When you are hired as an employee in the United States, your employer will require you to fill out a W-4 form to determine how much of your earnings to withhold for taxes. You will list how many personal allowances you want to claim. Each personal allowance you claim reduces your taxable income. The IRS adjusts the amount each year for inflation.
Determine how many personal allowances you are eligible to claim by completing the Personal Allowances Worksheet that accompanies the W-4 form. This worksheet will usually give an equal or greater number of personal allowances for people who do not plan to claim many tax deductions, adjustments to income and tax credits on their income tax return at the end of the year.
Complete the Deductions and Adjustments Worksheet that accompanies the W-4 form to see if you are entitled to claim additional personal allowances because of tax deductions and credits you plan to claim. For example, if you plan to take deductions for contributions to your traditional IRA and health savings account, the interest you pay on your mortgage and charitable donations, and you will claim the energy efficiency tax credit, you may be entitled to have fewer dollars withheld because you will owe a smaller amount at the end of the year.

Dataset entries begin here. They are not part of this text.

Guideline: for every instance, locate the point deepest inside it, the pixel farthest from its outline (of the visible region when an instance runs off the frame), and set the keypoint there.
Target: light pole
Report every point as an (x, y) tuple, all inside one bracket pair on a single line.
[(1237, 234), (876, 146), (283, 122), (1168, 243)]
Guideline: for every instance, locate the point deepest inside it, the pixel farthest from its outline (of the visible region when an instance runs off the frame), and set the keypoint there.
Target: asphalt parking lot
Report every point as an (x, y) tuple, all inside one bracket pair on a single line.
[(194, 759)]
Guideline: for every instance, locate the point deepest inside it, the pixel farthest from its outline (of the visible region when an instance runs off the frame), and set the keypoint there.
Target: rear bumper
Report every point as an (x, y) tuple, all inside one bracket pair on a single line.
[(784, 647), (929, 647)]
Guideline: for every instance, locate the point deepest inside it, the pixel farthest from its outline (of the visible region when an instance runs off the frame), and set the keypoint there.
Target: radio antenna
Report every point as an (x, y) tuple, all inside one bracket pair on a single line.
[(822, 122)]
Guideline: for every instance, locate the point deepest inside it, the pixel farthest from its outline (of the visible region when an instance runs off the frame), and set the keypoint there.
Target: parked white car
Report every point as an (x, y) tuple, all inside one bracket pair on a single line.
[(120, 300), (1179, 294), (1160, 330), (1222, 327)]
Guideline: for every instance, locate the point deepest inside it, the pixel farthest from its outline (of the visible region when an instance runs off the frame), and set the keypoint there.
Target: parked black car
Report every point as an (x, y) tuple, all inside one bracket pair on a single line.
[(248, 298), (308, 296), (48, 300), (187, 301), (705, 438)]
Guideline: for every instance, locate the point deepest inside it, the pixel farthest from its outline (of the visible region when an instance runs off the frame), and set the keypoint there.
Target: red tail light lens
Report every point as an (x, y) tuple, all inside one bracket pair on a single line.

Claim the maximum number of personal allowances you are allowed based on the larger of the allowances on the Personal Allowances Worksheet or the Deductions and Adjustments Worksheet on your W-4 form. The advantage to filling out both forms is that you can compare the number of personal allowances each permits so that you can know which one allows you to best minimize your tax withholding.
File a new W-4 form with your employer if your circumstances change during the year. For example, if you have a child, you will have an additional dependent, which means you can claim an additional personal allowance and further reduce your tax withholding.
Tips & Warnings
- If you set your withholding too low by claiming more allowances or adjustments and deductions than you are allowed, you may have to pay penalties and interest. For example, if when filling out the Deductions and Adjustments Worksheet you included several tax credits that you planned to claim but ended up not claiming on your tax return, your withholding may be reduced so much that you owe a penalty to the IRS because your tax withholding did not reach 90 percent of your tax liability.